Lost in Science

Yesterday I was in London for a meeting, and managed to carve out a couple of hours to visit the Science Museum. Given that I spent eight years of my life working in science museums, and that I now research museums, it was a shock to realise that it’s probably been over half a decade since I’ve visited the UK’s largest and most famous museum of science.

In spite of the fact that I inevitably get lost there, my first mistake was failing to pick up a map as I came in.

I really wanted to visit the new climate science gallery, Atmosphere, which I’d heard lots about, and also to check out the hands-on Launchpad gallery, which I was pretty sure had moved again since I last visited. Coming into the museum, I turned right and walked in a long straight line, through the massive industrial and transport exhibitions, and into the dark, neon-filled Wellcome Wing. There was some sort of event, and large numbers of trendy looking men in shirts and ties were milling around. I am hopelessly easy to disorientate (turn me through ninety degrees and I’m lost), but eventually discovered a lift, with signs suggesting I would find Atmosphere if I went up to floor 2.

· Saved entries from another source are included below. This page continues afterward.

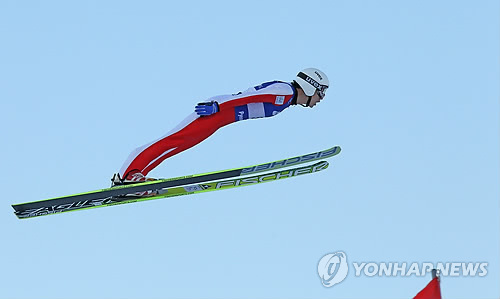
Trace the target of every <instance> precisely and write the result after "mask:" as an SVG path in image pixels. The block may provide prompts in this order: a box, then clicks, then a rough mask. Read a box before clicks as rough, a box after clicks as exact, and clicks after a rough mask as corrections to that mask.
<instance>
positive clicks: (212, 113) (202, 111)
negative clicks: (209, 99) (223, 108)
mask: <svg viewBox="0 0 500 299" xmlns="http://www.w3.org/2000/svg"><path fill="white" fill-rule="evenodd" d="M194 111H195V112H196V113H198V115H200V116H208V115H212V114H214V113H217V112H219V103H217V102H216V101H211V102H202V103H198V105H196V107H195V108H194Z"/></svg>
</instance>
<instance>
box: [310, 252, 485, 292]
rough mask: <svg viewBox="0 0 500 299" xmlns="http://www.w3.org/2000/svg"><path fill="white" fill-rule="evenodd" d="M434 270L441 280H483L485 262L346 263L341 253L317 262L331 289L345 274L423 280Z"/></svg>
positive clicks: (320, 260)
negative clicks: (476, 277) (476, 279)
mask: <svg viewBox="0 0 500 299" xmlns="http://www.w3.org/2000/svg"><path fill="white" fill-rule="evenodd" d="M433 269H436V270H437V271H438V273H439V275H440V276H443V277H484V276H486V275H487V274H488V263H487V262H470V261H468V262H373V261H370V262H368V261H361V262H358V261H354V262H348V260H347V254H346V253H345V252H343V251H337V252H334V253H328V254H326V255H324V256H323V257H322V258H321V259H320V260H319V262H318V275H319V277H320V279H321V283H322V284H323V286H325V287H332V286H334V285H336V284H338V283H341V282H342V281H344V279H346V277H347V274H348V273H349V271H350V270H351V271H354V272H353V273H354V276H355V277H360V276H365V277H406V276H417V277H420V276H426V275H429V273H431V272H432V270H433Z"/></svg>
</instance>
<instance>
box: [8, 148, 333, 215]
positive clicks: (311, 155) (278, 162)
mask: <svg viewBox="0 0 500 299" xmlns="http://www.w3.org/2000/svg"><path fill="white" fill-rule="evenodd" d="M340 150H341V149H340V147H339V146H334V147H332V148H329V149H326V150H323V151H319V152H315V153H311V154H306V155H302V156H297V157H293V158H288V159H283V160H278V161H274V162H268V163H264V164H258V165H252V166H247V167H241V168H235V169H227V170H221V171H215V172H209V173H201V174H194V175H188V176H182V177H175V178H168V179H160V180H156V181H150V182H144V183H138V184H130V185H122V186H115V187H112V188H106V189H101V190H95V191H89V192H84V193H79V194H73V195H68V196H62V197H56V198H51V199H47V200H41V201H34V202H27V203H21V204H14V205H12V207H13V208H14V210H15V213H16V214H18V213H20V212H22V211H26V210H33V209H38V208H44V207H48V206H56V205H65V204H72V203H75V202H85V201H87V200H96V199H105V198H110V197H116V196H121V195H126V194H133V193H136V192H142V191H148V190H161V189H165V188H171V187H177V186H183V185H190V184H197V183H201V182H208V181H214V180H221V179H227V178H231V177H238V176H244V175H252V174H255V173H260V172H264V171H271V170H275V169H279V168H284V167H291V166H295V165H299V164H303V163H307V162H312V161H316V160H320V159H324V158H328V157H332V156H335V155H337V154H338V153H340Z"/></svg>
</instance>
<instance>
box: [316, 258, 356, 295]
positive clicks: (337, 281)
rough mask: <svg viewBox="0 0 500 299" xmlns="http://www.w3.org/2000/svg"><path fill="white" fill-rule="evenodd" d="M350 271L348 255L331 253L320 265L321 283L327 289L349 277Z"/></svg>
mask: <svg viewBox="0 0 500 299" xmlns="http://www.w3.org/2000/svg"><path fill="white" fill-rule="evenodd" d="M348 271H349V267H348V266H347V255H346V254H345V253H344V252H342V251H338V252H335V253H329V254H327V255H325V256H324V257H322V258H321V260H320V261H319V263H318V274H319V277H320V278H321V283H322V284H323V286H325V287H327V288H329V287H333V286H334V285H336V284H337V283H341V282H342V281H343V280H344V279H345V278H346V277H347V272H348Z"/></svg>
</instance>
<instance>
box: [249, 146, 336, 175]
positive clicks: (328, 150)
mask: <svg viewBox="0 0 500 299" xmlns="http://www.w3.org/2000/svg"><path fill="white" fill-rule="evenodd" d="M336 150H337V148H333V149H331V150H328V151H324V152H318V153H314V154H308V155H304V156H300V157H295V158H290V159H285V160H280V161H276V162H272V163H266V164H261V165H257V166H253V167H248V168H245V169H243V170H242V171H241V174H242V175H243V174H248V173H252V172H259V171H264V170H269V169H273V168H276V167H284V166H288V165H292V164H297V163H302V162H306V161H309V160H317V159H321V158H322V157H327V156H330V155H332V154H333V153H335V151H336Z"/></svg>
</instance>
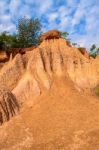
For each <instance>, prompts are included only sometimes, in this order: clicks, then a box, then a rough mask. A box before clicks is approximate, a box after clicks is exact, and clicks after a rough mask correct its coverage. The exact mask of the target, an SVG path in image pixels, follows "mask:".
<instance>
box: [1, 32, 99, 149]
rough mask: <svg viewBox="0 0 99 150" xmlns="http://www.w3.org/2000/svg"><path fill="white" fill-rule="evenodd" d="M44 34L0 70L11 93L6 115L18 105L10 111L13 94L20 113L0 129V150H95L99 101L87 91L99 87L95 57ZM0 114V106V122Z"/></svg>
mask: <svg viewBox="0 0 99 150" xmlns="http://www.w3.org/2000/svg"><path fill="white" fill-rule="evenodd" d="M43 37H44V38H43V39H42V41H43V42H42V43H41V44H40V45H39V46H38V47H36V48H35V49H34V50H33V51H28V52H26V53H25V54H24V55H21V54H17V55H16V56H15V57H14V59H13V60H11V61H9V62H8V64H6V65H5V66H4V67H3V68H2V69H1V71H0V84H1V86H3V87H6V88H7V89H9V90H10V91H11V92H10V94H11V96H9V97H11V102H12V104H14V105H10V100H8V99H7V100H6V103H7V106H8V108H9V109H8V110H9V112H10V114H13V115H14V113H13V112H14V111H15V110H17V109H18V107H15V108H14V111H12V110H13V109H11V108H12V106H17V105H16V104H15V103H16V101H14V100H13V98H12V97H13V95H15V97H16V99H17V102H18V104H22V105H21V108H20V109H21V113H20V115H19V116H17V117H13V119H11V121H9V122H8V123H7V124H6V125H5V124H4V125H2V126H1V128H0V147H1V150H3V149H4V150H10V149H11V150H15V149H20V150H24V149H27V150H30V149H31V150H32V149H33V150H36V149H37V150H45V149H46V150H48V149H51V150H57V149H66V150H73V149H75V150H83V149H84V150H88V149H90V150H93V149H95V148H96V150H98V149H99V141H98V139H99V134H98V131H99V102H98V97H95V96H94V95H92V93H91V90H92V89H93V88H94V87H96V86H97V85H99V58H98V57H96V59H93V58H89V57H85V56H84V55H83V54H82V53H81V52H80V51H79V50H78V49H77V48H75V47H72V46H70V45H68V44H67V42H66V40H64V39H62V38H60V36H59V35H58V33H57V34H56V35H55V37H54V36H53V34H51V32H50V34H48V33H47V34H46V36H43ZM86 91H88V92H87V93H86ZM0 96H1V99H0V102H1V101H2V103H3V104H4V102H5V101H3V98H2V97H3V96H2V94H1V93H0ZM13 101H14V102H13ZM0 104H1V103H0ZM10 106H11V107H10ZM5 107H6V105H5ZM2 113H4V112H3V111H2V110H1V106H0V120H1V123H2V122H3V121H2V120H3V119H2V118H4V117H2ZM3 116H4V115H3ZM7 118H9V117H8V116H7ZM7 118H6V119H7ZM2 137H3V138H2ZM92 141H93V142H92ZM5 142H6V145H5V144H4V143H5ZM96 146H97V147H96Z"/></svg>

The Science Museum seems to contain an inordinate number of industrial-looking corridors, which don’t quite feel like places visitors should be, as if you’ve wrongly managed to get behind the scenes and into the staff areas. I stepped from the lift into one such corridor and gingerly made my way to the Atmosphere gallery. It was, again, dark, with appropriately atmospheric deep blue lighting from an incredible swirling ceiling, and amazing slowly-moving projections on the floor. I didn’t have much time, and needed to take it in quickly, so I tried out a few of the computer interactives, looked at some of the artefacts, then left to try to find Launchpad. I followed an industrial looking, behind-the-scenes feeling staircase back down to the ground floor, elbowed my way through the trendy tie-wearers, and headed for the basement, where I thought Launchpad had been last time I visited.

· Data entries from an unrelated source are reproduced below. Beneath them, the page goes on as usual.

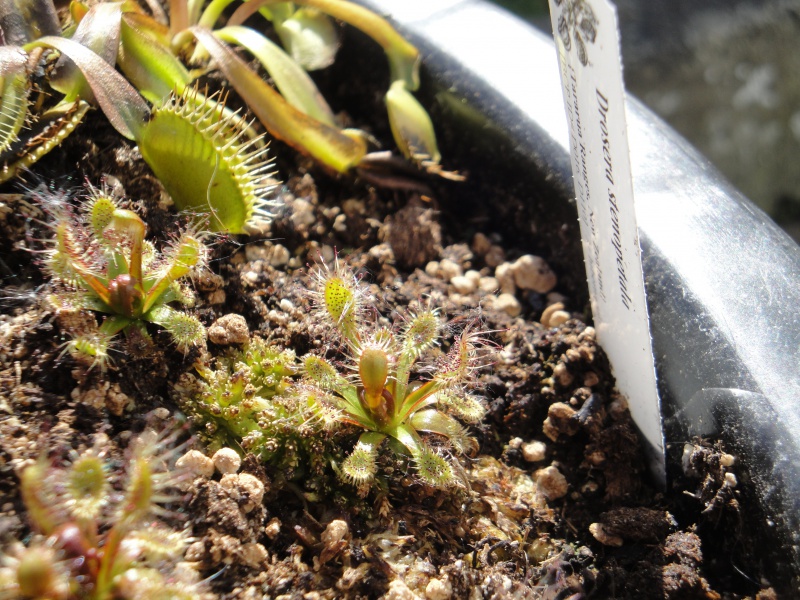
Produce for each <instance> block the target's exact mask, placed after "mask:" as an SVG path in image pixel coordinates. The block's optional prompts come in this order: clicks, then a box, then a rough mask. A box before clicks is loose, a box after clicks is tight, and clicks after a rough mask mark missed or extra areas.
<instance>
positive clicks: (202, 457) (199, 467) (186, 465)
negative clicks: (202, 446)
mask: <svg viewBox="0 0 800 600" xmlns="http://www.w3.org/2000/svg"><path fill="white" fill-rule="evenodd" d="M175 466H176V467H178V468H179V469H186V471H187V472H188V473H190V474H191V475H192V477H211V476H212V475H213V474H214V461H213V460H211V459H210V458H209V457H208V456H206V455H205V454H203V453H202V452H200V451H199V450H189V451H188V452H187V453H186V454H184V455H183V456H181V457H180V458H179V459H178V460H177V461H175Z"/></svg>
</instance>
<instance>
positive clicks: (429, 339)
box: [303, 262, 484, 491]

Instead I found myself in Web Lab Beta – an interactive gallery produced in association with Google Chrome. The middle of the space was filled with strange instruments, making weird pinging, bonging sounds. In other places, robot arms drew faces in sandpits, and people looked through periscopes at goodness knows what. A cordoned off area declared itself to be the Control Room, with fat yellow cables connecting to the internet. At this point all the technology and trendily designed dark spaces filled with bright lights started to overwhelm me. I located the nearest museum employed human being, and asked where I could find Launchpad.

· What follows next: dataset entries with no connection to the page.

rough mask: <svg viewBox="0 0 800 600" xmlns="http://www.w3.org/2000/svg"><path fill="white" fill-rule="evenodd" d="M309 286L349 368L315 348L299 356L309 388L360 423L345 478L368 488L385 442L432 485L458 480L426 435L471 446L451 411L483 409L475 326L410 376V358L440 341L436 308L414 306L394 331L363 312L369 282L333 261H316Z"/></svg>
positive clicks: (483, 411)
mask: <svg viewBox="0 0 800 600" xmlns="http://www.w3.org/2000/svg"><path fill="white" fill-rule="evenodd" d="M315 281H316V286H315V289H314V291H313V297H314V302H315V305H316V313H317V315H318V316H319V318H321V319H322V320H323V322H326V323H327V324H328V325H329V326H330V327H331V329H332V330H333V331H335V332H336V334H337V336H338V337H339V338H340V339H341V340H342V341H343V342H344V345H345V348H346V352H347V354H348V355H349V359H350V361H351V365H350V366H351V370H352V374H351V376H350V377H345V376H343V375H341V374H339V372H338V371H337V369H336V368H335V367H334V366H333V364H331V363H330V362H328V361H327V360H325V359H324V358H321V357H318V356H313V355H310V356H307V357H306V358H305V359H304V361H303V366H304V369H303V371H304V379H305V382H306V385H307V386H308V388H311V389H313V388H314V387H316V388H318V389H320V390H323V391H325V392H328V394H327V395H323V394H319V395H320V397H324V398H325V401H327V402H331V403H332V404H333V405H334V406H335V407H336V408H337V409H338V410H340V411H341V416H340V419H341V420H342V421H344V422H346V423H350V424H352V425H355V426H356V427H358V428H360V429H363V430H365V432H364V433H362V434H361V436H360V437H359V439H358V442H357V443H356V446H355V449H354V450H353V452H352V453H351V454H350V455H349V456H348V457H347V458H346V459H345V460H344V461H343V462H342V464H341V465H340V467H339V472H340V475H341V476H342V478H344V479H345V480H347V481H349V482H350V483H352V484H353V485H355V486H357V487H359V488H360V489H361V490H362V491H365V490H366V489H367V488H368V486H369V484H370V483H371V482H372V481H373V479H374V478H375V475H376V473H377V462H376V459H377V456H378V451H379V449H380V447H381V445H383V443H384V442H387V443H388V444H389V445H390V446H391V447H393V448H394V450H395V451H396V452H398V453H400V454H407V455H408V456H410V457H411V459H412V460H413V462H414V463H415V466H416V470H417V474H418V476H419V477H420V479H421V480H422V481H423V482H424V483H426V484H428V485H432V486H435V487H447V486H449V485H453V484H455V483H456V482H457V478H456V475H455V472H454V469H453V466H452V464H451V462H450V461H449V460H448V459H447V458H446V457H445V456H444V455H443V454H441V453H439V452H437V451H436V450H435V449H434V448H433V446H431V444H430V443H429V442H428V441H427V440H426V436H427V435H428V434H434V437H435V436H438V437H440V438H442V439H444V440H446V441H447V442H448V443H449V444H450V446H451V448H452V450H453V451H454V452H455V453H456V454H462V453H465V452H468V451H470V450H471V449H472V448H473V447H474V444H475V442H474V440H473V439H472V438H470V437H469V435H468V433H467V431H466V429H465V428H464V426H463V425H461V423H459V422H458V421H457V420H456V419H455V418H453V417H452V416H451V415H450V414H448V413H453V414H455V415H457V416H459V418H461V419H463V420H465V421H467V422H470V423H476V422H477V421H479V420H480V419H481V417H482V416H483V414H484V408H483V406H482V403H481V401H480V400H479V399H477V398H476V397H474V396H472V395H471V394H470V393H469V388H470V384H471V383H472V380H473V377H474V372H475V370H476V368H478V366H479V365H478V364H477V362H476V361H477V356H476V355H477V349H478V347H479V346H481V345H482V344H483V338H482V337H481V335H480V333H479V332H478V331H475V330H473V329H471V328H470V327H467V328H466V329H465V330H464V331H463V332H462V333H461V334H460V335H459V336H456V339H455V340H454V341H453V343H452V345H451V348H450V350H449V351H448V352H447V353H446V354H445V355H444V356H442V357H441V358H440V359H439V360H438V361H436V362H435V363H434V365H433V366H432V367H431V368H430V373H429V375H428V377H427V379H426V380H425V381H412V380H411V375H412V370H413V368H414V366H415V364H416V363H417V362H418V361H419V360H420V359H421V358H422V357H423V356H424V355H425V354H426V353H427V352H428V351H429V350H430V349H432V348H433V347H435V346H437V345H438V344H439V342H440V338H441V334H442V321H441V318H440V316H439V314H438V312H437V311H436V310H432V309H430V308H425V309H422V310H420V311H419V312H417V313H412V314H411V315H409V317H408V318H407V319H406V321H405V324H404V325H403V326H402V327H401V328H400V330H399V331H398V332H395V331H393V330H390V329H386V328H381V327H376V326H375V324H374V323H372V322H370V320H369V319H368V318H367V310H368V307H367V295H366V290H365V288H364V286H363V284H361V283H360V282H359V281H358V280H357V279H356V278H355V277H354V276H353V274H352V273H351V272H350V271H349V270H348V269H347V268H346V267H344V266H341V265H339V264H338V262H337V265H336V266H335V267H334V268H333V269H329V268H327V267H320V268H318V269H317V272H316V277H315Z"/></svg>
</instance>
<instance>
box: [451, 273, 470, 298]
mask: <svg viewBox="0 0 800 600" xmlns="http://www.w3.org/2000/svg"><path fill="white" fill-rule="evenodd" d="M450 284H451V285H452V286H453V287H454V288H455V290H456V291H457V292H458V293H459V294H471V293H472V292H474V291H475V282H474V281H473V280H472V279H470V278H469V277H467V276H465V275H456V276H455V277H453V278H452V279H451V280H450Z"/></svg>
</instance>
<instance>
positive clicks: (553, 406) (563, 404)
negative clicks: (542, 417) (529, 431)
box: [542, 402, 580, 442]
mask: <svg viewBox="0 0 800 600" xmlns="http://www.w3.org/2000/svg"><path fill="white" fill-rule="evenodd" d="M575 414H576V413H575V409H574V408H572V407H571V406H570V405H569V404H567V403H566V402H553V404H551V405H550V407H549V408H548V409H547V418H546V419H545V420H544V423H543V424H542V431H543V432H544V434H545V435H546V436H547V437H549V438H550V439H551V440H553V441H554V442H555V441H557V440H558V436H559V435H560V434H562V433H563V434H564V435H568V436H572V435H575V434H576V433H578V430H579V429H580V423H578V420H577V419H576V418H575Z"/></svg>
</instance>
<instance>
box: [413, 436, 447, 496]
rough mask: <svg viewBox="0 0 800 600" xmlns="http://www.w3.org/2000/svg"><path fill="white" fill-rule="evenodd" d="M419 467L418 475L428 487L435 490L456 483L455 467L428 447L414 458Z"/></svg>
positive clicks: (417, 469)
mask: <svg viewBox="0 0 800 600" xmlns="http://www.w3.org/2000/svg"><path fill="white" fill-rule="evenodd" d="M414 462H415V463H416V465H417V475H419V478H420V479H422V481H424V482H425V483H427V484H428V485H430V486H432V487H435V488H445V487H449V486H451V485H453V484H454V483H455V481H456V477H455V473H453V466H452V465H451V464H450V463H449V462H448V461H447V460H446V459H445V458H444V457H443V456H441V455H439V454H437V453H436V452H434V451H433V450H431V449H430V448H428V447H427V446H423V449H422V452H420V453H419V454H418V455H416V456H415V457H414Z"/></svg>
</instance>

Inevitably, this involved another long corridor, although at least this one had lots of things along it to reassure me that I wasn’t in the staff quarters. I made it up to the museums’ other third floor (see why I get confused?), along another corridor (or maybe my mind is now just adding corridors…) and found myself with three choices: Launchpad; Health Matters; and, (thank the Lord!) the Eighteenth Century Science gallery, with its King George III collection of scientific instruments. And, although I thought I had been searching for the hands-on Launchpad gallery, I realised that what I actually wanted was to hang out for a while with some calm, beautiful, gently-lit orreries.

I’m so glad the Science Museum still has the George III gallery. It’s easy to be wowed by the high-concept design of galleries like Atmosphere and Web Lab. They are fantastically well done, and based on some of the best visitor research carried out by museums in this country. And the industrial and transport galleries, with their columns of cars up the wall, and giant, swooping aeroplanes hanging from the ceiling, can’t fail to impress. But these galleries, filled with lights, sounds, giant objects and crowds of people, combined with the perpetual feeling of being lost or soon-to-be-lost, give me a kind of sensory overload that just makes me want to run away. But a small, calm room, in which absolutely every beautifully made object is behind glass, and in which there is no touching, interacting or even listening, was the perfect antidote. Science engagement isn’t just about doing hands-on stuff, or being wowed, or having your senses filled, or using technology. It’s also about having the time to calmly observe, let your mind wander, and notice tiny details or appreciate simple ideas that aren’t shouting, but are quietly waiting to be discovered.

After 15 minutes in there, control was regained, normal service resumed, and I was sufficiently revived to hurtle round another five galleries in the 40 minutes before my meeting. And I didn’t get lost at all.